Exploiting the power of reset in formal verification
The reset state of a module or SoC that is being verified can have a huge impact on the scope and correctness of the verification. When using simulation for verification, the reset phase is usually not a large concern. However, when using formal property verification (FPV), the reset state of the design is much more important and can be a powerful ally in your verification strategy.
In almost all cases, you have to properly reset an SoC before doing functional verification. This is true when using simulation, but when using FPV there are more options. An SoC that has not been reset is in an unknown state and all its state elements have unknown or X values. If you simulate a device by driving values on all its inputs without resetting it, some values will propagate to the state elements and eventually take known values. However, the device is in a random state and is unlikely to perform any of the desired functions. Hence, the first step in a functional simulation is to assert the reset pin and simulate for a number of clock cycles until all flip-flops have taken their reset values. State elements in the data path doesn’t need to be reset, since they will take known values when data is passed through the device, but all control structures need to be reset in order to work correctly.
When using FPV on a design, reset is an important consideration. As in simulation, we almost always start verification from a known state, the reset state. Reaching the reset state is often done in the same way as in simulation, by asserting the reset pin and simulating for a number of clock cycles until all resettable flip-flops have taken their reset values. However, there are additional ways to specify reset in FPV that enable additional verification, not possible with simulation.
One variant of simulation-based reset is to use a waveform dump file and apply the design state at the end of the reset sequence as a reset state for formal analysis. This achieves the same thing as asserting the reset pin and then simulating, but may be faster and easier if the reset sequence is complex. Another approach is to use a design state other than reset as the initial state for FPV. This is a powerful method for bug hunting since much deeper design states can be reached. Any assertion failures found are valid, even though a different starting state was used, and indicate a design bug.
Another way of specifying the reset state is to specify rules or constraints instead of absolute values, e.g. requiring that the state vector of a finite state machine (FSM) is onehot, but not specifying which state to start in. This allows the formal verification tool to verify all legal reset states at once.
One property of an arbiter is that it should never assert more than one grant at the time regardless of how many requests it receives.

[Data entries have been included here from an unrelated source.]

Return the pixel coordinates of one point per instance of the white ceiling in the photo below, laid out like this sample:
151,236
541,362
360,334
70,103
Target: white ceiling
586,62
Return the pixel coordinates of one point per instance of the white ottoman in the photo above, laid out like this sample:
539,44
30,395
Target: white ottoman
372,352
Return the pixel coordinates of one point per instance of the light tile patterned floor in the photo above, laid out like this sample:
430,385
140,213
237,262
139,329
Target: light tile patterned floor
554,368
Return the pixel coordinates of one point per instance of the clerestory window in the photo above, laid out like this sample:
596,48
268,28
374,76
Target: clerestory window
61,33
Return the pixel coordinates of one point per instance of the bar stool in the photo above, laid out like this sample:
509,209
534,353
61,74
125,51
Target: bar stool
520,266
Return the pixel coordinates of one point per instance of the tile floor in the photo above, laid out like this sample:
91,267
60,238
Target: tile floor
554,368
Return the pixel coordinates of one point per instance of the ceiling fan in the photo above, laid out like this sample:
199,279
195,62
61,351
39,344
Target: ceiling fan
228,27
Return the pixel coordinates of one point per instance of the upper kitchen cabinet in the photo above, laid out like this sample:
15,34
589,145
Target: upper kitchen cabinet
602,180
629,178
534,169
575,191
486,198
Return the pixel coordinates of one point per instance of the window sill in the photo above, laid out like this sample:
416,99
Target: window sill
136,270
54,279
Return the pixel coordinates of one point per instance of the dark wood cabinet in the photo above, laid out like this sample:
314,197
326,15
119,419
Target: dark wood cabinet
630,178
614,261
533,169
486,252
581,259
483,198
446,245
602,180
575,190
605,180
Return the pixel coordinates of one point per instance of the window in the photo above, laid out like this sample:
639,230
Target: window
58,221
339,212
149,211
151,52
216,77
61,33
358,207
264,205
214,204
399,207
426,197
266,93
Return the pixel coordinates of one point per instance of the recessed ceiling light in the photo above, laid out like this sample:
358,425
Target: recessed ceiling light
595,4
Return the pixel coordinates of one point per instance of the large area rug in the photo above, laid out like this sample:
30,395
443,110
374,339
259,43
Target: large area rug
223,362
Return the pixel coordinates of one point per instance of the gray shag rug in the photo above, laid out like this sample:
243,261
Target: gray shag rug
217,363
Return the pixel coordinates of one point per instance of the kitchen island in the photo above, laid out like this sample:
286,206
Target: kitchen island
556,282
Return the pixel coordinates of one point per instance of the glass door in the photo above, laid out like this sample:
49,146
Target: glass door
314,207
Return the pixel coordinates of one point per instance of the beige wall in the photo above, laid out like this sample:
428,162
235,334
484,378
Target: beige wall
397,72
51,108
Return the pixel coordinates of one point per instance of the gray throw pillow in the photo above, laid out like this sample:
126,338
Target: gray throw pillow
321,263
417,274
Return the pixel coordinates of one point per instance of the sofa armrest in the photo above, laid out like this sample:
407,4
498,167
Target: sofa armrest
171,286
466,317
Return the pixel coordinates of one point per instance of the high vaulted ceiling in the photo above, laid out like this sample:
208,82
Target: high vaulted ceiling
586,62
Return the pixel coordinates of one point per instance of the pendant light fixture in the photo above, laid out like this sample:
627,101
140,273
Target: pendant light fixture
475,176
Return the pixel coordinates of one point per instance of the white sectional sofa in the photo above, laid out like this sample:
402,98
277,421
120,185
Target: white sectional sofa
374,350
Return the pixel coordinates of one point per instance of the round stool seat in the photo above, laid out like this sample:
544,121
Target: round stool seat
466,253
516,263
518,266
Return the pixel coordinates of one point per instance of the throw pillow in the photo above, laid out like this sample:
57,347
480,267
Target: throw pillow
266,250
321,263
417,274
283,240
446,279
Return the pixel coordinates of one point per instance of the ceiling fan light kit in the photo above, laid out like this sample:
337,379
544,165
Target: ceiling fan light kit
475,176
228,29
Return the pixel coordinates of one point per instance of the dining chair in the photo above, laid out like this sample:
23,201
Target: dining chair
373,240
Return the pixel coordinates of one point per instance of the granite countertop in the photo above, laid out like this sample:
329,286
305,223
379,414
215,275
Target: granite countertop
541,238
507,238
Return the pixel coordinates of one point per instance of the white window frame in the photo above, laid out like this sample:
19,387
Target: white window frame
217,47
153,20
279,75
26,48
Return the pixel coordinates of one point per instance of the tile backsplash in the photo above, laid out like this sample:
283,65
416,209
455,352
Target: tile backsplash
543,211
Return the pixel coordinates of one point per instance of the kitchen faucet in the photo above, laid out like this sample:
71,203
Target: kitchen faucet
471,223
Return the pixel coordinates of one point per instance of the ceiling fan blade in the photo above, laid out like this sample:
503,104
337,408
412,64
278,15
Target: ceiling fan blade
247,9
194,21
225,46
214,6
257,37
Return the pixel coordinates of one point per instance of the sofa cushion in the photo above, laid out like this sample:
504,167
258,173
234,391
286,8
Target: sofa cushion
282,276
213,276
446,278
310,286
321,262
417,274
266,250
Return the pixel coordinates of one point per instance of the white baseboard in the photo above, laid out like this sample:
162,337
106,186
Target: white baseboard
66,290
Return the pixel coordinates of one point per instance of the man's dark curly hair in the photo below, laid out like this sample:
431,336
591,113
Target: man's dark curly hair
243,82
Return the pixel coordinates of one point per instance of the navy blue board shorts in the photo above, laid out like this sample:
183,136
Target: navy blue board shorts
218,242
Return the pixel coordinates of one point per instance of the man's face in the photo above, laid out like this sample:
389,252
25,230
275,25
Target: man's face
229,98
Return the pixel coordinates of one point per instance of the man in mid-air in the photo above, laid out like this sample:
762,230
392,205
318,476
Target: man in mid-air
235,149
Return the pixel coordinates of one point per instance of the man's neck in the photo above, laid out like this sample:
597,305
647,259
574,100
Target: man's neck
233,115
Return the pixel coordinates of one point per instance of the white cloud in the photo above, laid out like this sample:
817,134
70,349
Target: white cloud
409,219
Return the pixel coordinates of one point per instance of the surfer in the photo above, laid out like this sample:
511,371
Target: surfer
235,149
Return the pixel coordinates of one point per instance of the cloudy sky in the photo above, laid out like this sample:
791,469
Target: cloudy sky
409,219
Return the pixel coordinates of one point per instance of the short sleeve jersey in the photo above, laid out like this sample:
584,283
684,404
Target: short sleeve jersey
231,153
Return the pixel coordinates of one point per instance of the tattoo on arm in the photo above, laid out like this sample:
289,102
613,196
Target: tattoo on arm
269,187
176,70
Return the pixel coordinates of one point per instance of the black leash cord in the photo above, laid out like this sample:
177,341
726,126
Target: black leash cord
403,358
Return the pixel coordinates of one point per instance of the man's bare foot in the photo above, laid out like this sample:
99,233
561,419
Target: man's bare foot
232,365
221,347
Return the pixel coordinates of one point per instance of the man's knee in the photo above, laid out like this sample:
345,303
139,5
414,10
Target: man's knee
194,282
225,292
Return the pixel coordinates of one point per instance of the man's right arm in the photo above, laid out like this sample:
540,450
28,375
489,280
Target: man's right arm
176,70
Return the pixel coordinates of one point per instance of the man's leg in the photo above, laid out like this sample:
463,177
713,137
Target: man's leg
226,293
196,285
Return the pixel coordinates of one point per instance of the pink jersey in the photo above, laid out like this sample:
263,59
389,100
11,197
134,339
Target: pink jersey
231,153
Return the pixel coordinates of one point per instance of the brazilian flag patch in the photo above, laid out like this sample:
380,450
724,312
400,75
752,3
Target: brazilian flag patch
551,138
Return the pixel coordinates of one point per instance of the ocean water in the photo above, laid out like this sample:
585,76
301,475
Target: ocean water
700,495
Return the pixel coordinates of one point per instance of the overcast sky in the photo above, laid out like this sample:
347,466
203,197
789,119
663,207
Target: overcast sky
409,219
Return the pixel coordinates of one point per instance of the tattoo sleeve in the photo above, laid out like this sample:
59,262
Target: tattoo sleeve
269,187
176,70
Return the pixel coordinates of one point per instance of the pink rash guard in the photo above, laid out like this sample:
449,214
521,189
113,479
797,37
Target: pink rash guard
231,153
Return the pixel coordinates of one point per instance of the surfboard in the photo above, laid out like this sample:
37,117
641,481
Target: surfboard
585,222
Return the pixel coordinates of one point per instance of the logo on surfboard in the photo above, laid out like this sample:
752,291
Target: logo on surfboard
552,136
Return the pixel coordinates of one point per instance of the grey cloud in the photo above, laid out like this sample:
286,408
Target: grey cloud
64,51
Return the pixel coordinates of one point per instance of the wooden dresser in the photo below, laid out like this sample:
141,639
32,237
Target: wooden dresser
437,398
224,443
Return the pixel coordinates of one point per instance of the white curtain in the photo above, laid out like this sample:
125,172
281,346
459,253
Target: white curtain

This can be expressed in SVA (SystemVerilog Asssertions) as:
gnt_oh0: assert property (@(posedge clk) $onehot0({gnt3,gnt2,gnt1,gnt0}));
A round-robin arbiter needs a variable to remember which request was serviced last. To verify the assertion above – that only one grant at the time is asserted – in simulation, the design is reset to the idle state and then a sequence of requests is asserted to ensure the property is not violated.
Verifying the property using FPV is a lot easier. Instead of always resetting the previous request variable to the idle state, just specify that it has to have a legal value but do not specify the value. This can be expressed in SVA as:
prev_req: assume property (@(posedge clk) prev_req < 3’d5)
Proving the property means that it is true for all values of previous request, and so there is no need to verify each case individually. Proving that no more than one grant will be asserted for every possible previous grant is much more powerful than enumerating and verifying a subset of states in simulation.
Using alternative methods to reset the design under test is just one example of where FPV can do more complete verification than simulation.